Indeed, the total minutes of delay were negligible compared with the increase in traffic that Warsaw and Kiev Boryspil experienced over the tournament, 20% and 5% respectively. For Poland, it even corresponded to a 40% reduction of total delays compared with the same period last year.
These figures show the value in collaborative working practices in the planning and tactical phases of operations.
Sharing expertise for the benefit of all
Three ACC staff members were seconded from Poland and Ukraine to join the Network Manager Operations Centre (NMOC) in Brussels. They settled in in no time at all and did a great job in the pre-tactical and tactical phases of operations, sharing their local knowledge and experience for the benefit of all.
In addition, NM airport experts were also detached to Kiev Boryspil airport for the duration of the tournament, acting as advisors to ensure compliance with slots and A-CDM procedures.
To add to the complexity of special events, many factors are out unknown: how long will the game last (extra time or not), how, where and when will business aviation passengers, many of who require VIP services, arrive at the airport.
Once the final football teams were declared, requests for slots increased significantly: over 400 additional flights (arrivals and departures) over the weekend. After the final there were over 170 departures between 22:00 and 05:00 (local time). These were mostly business aviation flights but many additional supporters' flights used widebody aircraft, too. Over the weekend significant pressure on parking positions resulted in a number of taxiways and military areas being used to accommodate parked aircraft.
Airports’ central role
At Kiev Boryspil airport where the implementation of Airport CDM is underway, the airport operator, local ANSP and NM airport experts, had started their preparations months in advance so that the airports and airspace were ready to cope with the additional traffic.
This resulted in more accurate arrival times, and improved predictability for off-block and take-off times. Operational staff could then anticipate problems and find solutions early, instead of ‘fire-fighting’ problems as they arose.
One of the tools put in place to better manage the planning at airport level is the Flight Update Messages tool (FUM). This has two sorts of messages: the ones issued by the NMOC on expected landing times and the Departure Planning Information (DPI) messages which are transmitted by the airport to help the NMOC assess and correctly manage demand. At the Kiev airport itself, the early implementation of some elements of Airport CDM helped with their own internal planning.

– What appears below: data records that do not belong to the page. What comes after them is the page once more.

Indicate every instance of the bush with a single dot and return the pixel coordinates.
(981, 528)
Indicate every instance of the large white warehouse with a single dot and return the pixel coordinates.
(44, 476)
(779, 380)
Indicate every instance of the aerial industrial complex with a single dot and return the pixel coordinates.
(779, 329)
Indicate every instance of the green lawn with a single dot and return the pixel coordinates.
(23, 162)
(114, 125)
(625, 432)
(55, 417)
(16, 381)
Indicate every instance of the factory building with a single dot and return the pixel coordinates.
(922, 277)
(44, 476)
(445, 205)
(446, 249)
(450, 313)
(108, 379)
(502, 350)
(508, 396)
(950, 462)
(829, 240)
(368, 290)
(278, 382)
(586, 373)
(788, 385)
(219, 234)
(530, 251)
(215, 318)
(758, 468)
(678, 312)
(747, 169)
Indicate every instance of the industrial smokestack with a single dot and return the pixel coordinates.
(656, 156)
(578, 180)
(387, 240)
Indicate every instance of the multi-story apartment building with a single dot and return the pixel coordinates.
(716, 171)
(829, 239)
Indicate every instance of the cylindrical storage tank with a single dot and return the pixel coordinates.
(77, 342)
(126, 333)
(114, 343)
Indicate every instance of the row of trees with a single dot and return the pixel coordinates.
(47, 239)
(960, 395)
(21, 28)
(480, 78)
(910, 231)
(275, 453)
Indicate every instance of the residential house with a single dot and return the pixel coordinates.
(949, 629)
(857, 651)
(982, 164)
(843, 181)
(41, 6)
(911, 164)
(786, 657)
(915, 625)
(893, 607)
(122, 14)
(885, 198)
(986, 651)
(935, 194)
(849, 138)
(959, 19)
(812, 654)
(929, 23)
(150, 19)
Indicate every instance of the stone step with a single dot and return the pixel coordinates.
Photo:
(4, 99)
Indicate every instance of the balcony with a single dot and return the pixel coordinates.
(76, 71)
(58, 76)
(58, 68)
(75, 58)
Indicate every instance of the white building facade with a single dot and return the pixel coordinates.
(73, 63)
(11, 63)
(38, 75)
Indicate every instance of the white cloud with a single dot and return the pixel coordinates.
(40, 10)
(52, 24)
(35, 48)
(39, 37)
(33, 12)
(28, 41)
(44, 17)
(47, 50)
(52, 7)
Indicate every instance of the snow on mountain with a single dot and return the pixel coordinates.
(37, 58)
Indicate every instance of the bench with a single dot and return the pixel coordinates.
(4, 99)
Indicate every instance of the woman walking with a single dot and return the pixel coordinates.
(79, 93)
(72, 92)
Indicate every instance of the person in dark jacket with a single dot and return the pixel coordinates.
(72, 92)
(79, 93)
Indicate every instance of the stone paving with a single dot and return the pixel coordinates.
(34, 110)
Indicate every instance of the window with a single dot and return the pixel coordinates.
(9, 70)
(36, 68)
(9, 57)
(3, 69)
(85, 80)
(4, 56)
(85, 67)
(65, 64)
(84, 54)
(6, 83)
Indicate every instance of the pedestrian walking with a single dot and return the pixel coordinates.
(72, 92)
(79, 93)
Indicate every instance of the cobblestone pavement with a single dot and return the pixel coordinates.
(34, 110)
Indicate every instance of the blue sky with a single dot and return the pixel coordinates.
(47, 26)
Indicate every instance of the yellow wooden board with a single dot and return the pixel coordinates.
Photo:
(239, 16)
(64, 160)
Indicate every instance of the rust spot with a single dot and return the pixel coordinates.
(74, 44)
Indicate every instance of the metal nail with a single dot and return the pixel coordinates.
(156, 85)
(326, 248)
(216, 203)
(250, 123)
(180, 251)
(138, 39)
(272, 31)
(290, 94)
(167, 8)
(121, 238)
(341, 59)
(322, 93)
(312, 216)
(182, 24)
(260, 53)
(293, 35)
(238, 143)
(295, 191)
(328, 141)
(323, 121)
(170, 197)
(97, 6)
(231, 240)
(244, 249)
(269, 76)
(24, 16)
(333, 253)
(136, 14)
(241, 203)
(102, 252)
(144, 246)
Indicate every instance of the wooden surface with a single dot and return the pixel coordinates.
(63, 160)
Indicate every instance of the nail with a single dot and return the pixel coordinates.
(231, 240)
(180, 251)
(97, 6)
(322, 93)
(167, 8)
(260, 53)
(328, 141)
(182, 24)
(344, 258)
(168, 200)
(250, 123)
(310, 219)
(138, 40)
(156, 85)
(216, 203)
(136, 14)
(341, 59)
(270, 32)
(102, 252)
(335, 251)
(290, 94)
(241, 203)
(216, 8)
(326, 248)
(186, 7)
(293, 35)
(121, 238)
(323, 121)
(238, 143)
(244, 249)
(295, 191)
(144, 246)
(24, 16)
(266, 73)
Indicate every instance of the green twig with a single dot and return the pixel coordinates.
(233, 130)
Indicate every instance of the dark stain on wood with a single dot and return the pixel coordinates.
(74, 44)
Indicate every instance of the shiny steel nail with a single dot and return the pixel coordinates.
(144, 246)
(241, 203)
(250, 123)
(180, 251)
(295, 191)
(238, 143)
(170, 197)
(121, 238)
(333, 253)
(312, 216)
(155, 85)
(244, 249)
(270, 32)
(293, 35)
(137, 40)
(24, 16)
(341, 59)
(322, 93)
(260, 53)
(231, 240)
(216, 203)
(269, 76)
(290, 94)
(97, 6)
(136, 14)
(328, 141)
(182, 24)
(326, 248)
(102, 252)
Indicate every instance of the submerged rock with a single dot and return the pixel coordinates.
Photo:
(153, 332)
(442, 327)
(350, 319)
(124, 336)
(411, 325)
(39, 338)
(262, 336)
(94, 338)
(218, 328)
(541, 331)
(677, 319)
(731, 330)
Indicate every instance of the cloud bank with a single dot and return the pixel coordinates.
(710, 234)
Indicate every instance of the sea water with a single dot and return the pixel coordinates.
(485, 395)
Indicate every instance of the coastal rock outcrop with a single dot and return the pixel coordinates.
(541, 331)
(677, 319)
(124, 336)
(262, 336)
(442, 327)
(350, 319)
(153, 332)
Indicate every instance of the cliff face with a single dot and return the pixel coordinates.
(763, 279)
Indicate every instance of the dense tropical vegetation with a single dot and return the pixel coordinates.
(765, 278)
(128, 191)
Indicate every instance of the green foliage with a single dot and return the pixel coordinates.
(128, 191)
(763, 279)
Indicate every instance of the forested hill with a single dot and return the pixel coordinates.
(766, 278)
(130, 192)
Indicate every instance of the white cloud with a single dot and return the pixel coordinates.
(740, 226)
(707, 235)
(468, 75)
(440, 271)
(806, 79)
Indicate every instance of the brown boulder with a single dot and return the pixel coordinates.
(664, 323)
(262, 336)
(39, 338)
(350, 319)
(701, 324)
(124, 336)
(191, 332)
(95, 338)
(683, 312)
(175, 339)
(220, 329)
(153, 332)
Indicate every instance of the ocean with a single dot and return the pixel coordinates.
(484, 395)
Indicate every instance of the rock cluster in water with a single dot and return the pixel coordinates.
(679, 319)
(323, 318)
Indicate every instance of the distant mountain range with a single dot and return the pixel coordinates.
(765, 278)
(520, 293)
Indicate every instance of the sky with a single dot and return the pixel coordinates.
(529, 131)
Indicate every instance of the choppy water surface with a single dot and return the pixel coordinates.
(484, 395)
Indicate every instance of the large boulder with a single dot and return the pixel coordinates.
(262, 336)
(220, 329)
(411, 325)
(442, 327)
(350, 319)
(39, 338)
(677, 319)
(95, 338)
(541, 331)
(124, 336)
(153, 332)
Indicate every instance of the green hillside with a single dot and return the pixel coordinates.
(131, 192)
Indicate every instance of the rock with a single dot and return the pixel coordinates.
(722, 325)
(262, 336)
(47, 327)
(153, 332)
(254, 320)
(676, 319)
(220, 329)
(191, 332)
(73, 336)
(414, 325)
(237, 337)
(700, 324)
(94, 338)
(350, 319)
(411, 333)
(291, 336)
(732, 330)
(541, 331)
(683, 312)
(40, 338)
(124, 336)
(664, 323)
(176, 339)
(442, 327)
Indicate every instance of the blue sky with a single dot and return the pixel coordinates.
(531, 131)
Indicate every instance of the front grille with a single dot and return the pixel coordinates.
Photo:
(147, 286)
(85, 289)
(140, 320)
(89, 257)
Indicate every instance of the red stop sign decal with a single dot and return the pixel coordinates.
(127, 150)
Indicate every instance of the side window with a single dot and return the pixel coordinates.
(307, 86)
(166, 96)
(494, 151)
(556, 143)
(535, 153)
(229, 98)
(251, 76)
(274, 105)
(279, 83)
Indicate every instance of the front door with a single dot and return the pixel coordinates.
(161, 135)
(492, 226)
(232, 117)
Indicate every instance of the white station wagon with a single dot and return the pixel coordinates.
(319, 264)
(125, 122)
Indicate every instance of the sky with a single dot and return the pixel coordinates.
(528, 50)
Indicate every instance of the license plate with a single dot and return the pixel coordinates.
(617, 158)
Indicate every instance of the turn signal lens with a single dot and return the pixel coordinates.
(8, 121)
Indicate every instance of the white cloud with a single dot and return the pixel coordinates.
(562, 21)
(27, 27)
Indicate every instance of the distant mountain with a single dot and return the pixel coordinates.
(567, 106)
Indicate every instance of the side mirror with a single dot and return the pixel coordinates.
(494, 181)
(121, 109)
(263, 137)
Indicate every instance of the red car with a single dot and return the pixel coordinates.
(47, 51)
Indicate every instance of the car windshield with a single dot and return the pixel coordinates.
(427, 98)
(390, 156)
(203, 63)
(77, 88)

In Poland, the airport slot data were monitored against filed flight plans to ensure that the latter were in accordance with the airport slots. When this was not the case, the flight could be suspended in order to help with the running of the airport and to make sure that flights arrived when they were expected. Actually, some 60 flights without airport slots were manually suspended. This procedure helps flow management avoid applying unnecessary regulations and it will be continued during the Olympics.
As the clock ticked closer to the final, on Sunday morning 1 July, Kiev airport traffic and data flows reached their peak.
Some equipment failures added to the complexity of an already demanding situation. However, excellent coordination between the airports, airlines and ATC (including adapting the runway configurations) ensured that priority was given to departure flights to free up parking stands for arriving flights. NMOC helped by adapting departure routes, further reducing any delays.
Our own seconded staff, like many of the local staff, were on duty for over 24 hours to ensure that both fans and players made it home safely.
It is not how big you are, it's how big you play
For the first time, teams of experts from the ACCs and from the Directorate Network Management flew in opposite directions to bring their knowledge and extensive skills right to the field and make all the preparatory work pay off.
The enthusiasm on both sides was huge - it was genuinely contagious for all on duty.
Their contribution to the success of the EURO2012 is crystal clear. They added to the words defining this football tournament: team spirit, support, respect, performance and … fun!